With this explosion of growth, Seabold knew he had to take additional steps to ensure he would never jeopardize his existing relationships nor fall down on the service he has always strived to provide. It was time to add more staff and form a team that could sustain his standards of service. He began seeking out like-minded professionals who he could trust to carry out his high standards.
Seabold, was just as judicious when selecting members of this group as he was with every other aspect of his business. The BOLD Marketing Team is a clever double entendre reflecting both the powerful assets of the group as well as the leader’s name.
“Having a vast amount of experience in so many different areas of real estate makes a world of difference,” Seabold says. “We have an excellent team of dedicated professionals who know the business and how to cater to our clients.”
While it’s apparent that Seabold is fully dedicated to his clients, he does make time for family and friends. He and his wife are the parents of four sons and, as a family they enjoy a variety of outdoor activities.
“We live very close to Lake Como,” says Seabold, “and one of our favorite activities is just walking around the lake. It’s great exercise and truly beautiful and very calming.
“Lately, we’ve been doing a lot more biking,” he adds. “We’re fortunate to live within a block of the Grand Round, which is a 26-mile trail with virtually limitless points of interest. Also, it leads into the Gateway Trail which brings us to Stillwater.”
After spending the better part of his life in real estate, people often ask Seabold if he’s getting bored or burned out.
“Not at all,” he says emphatically. “For one thing, real estate is one of those industries that always changing and my role within it continues to change as well.
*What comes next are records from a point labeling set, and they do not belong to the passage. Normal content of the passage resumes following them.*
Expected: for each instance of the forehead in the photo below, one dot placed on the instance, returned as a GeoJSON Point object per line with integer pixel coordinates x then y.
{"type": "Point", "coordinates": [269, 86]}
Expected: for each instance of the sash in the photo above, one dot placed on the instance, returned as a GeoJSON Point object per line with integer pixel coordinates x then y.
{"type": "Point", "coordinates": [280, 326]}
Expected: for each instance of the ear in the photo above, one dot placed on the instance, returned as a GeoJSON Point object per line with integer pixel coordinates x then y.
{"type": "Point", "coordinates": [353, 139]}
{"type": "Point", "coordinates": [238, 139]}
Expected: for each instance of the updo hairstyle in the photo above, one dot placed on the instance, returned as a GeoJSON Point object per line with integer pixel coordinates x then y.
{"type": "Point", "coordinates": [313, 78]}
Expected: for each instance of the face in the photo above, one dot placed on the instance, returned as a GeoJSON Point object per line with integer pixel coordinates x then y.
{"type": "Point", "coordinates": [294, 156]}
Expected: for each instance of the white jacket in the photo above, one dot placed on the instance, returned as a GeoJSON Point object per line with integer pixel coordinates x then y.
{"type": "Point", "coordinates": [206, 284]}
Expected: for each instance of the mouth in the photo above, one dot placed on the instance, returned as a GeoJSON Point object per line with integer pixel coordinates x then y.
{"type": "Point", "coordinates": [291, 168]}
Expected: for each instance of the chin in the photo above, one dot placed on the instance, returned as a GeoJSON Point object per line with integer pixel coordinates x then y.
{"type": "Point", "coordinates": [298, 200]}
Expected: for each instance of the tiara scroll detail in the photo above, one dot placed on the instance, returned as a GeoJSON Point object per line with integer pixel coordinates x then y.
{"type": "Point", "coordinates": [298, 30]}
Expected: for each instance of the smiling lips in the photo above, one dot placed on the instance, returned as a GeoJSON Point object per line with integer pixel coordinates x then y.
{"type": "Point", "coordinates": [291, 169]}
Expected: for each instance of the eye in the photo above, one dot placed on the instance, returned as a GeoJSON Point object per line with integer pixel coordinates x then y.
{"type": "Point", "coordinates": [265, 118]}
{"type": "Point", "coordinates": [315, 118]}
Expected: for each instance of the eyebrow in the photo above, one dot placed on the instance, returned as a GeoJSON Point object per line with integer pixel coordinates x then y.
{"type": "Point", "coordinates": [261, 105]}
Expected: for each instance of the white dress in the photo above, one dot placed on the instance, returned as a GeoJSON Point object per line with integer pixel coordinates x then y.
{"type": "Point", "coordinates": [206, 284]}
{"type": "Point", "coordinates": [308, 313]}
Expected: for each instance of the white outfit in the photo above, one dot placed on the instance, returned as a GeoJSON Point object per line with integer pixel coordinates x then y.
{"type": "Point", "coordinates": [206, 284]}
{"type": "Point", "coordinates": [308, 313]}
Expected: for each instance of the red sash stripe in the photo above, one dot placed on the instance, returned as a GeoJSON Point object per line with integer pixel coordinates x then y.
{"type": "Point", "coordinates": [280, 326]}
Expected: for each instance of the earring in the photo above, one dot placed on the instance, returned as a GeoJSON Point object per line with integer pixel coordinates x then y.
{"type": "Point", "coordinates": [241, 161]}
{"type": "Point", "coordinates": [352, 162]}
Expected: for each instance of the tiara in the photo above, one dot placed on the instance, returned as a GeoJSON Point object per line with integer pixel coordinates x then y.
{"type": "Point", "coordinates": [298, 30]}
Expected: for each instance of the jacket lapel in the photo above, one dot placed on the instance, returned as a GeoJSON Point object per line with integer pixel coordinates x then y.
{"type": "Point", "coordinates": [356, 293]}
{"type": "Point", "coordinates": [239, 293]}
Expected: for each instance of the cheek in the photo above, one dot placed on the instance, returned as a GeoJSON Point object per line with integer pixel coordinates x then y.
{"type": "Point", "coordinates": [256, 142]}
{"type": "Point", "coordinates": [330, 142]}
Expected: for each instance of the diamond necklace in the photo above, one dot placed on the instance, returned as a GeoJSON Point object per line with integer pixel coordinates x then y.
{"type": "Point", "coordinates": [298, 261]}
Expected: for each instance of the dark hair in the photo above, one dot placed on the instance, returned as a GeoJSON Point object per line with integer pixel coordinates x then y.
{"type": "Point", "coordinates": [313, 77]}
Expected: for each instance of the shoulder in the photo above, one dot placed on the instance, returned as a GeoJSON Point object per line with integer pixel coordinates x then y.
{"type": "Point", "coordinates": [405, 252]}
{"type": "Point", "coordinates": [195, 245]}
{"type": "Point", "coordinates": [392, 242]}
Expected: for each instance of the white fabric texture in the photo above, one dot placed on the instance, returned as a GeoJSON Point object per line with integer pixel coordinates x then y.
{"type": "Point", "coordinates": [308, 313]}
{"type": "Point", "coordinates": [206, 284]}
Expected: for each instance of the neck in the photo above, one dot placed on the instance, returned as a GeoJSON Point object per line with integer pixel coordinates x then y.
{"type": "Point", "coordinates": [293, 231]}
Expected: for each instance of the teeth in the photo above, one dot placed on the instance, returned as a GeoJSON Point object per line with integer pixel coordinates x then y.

To be honest, my greatest joy is to solve problems. I love when my team members come to me and my mind immediately kicks into high gear. It’s exhilarating to come up with a solution that no one has thought of before, but more importantly one that makes all parties happy.”
THINKING OUTSIDE THE BOX
Seabold’s capacity for combining creative solutions with analytical reasoning impacts virtually every aspect of his life. A true football fan, Seabold wanted to be on hand for the sport’s biggest day – Super Bowl LII, so he devised a way to acquire these tickets for himself and a friend at an incredible price.
“Of course, we were disappointed that the Vikings weren’t playing,” he says, “but we still wanted to see the game. Two months in advance, we devised a plan to buy tickets after the game had started during the first quarter. Most people want to be there before the kickoff.
“We knew if we waited until after the game had started, the value of those tickets would decline,” he continues. “We also had some things working in our favor. By 5:45 in the afternoon the temperature had dropped to around two degrees. Ultimately, we were able to negotiate tickets for $1,000 apiece and ended up sitting in the 13th row of the lower level on the 40-yard line.”
Normally, these tickets required a VIP connection and a hefty pricetag of around $7,500 a piece. Their winning strategy resulted in dream seats for one of the biggest events of the year.
“Did we feel exceptionally lucky?” Seabold says. “Absolutely! It was such an incredible purchase and we got into the game when the score was 3-3.”